In questo caso abbiamo rispettato interamente l'impaginazione voluta dall'autore, riguardo in particolare agli a capo. Alcuni racconti di Cusa sono già stati pubblicati in raccolte di autori vari edite da Giulio Perrone Editore; quelli già editi ed altri inediti dovrebbero uscire in autunno per i tipi della Eris Edizioni.

Marko non sapeva di essere il discendente dell'Olandese Volante. Era un ottimo contrabbassista, alto, biondo, bello e malinconico. La vita avrebbe potuto sorridergli senza alcun dubbio, tuttavia egli era ossessionato: aveva l'ossessione dell'intonazione.
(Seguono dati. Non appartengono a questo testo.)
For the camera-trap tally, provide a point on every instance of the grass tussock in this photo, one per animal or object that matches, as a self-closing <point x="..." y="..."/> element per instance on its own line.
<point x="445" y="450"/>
Tutto il suo essere e la sua ragion d'essere parevano tendere verso questo ideale stato di realizzazione sonora, come un rovello, una malattia perversa, una fissazione che finivano per renderlo personaggio scomodo, paranoide ed irascibile. - Faccia al muro Marko! Faccia al muro! -, e si puniva, nel sentire la pur minima inflessione, nel percepire ogni sfumatura d'imperfezione per i silenzi delle alte pareti di casa, quando il suono s'acquietava e rimaneva lo stridore, come il graffio da pescheria di una gatta rognosa. Ore ed ore vanamente spese con l'archetto in mano e lo strumento: lo sguardo vitreo alle pareti grigie e scrostate dall'umido. Ore che erano diventate anni passati alla ricerca di una somma perfezione, mediante uno scandaglio mefitico che lo rendeva vieppiù esausto, affaticato, insofferente. Sempre più prese a rifiutare concerti, audizioni ed esibizioni pubbliche, limitandosi giusto a quei tre, quattro allievi che gli consentivano di sopravvivere con le lezioni private. Il resto era ricerca ossessiva e sonnolenza, rifugio nel sonno e barlumi di furore all'archetto, sprazzi d'ardore domestico ed acquiescenza tra gli acari. Fu così che le ombre dell'onirico finirono col prendere il sopravvento sulla morbosa concitazione del musicista, spesso cogliendolo alla sprovvista nei rari momenti di quiete, mentre stava a guardare il grigio panorama della pianura tra scrosci di pioggia, o durante la solita maniacale analisi minuziosa degli accrocchi verde-giallognoli sulle pareti stanche. Era così, con gli arti anchilosati, che sempre più spesso Marko si ritrovava sul pavimento della cucina, tra i rifiuti sparsi fin nel salotto, svegliandosi stupefatto, incredulo, sconvolto.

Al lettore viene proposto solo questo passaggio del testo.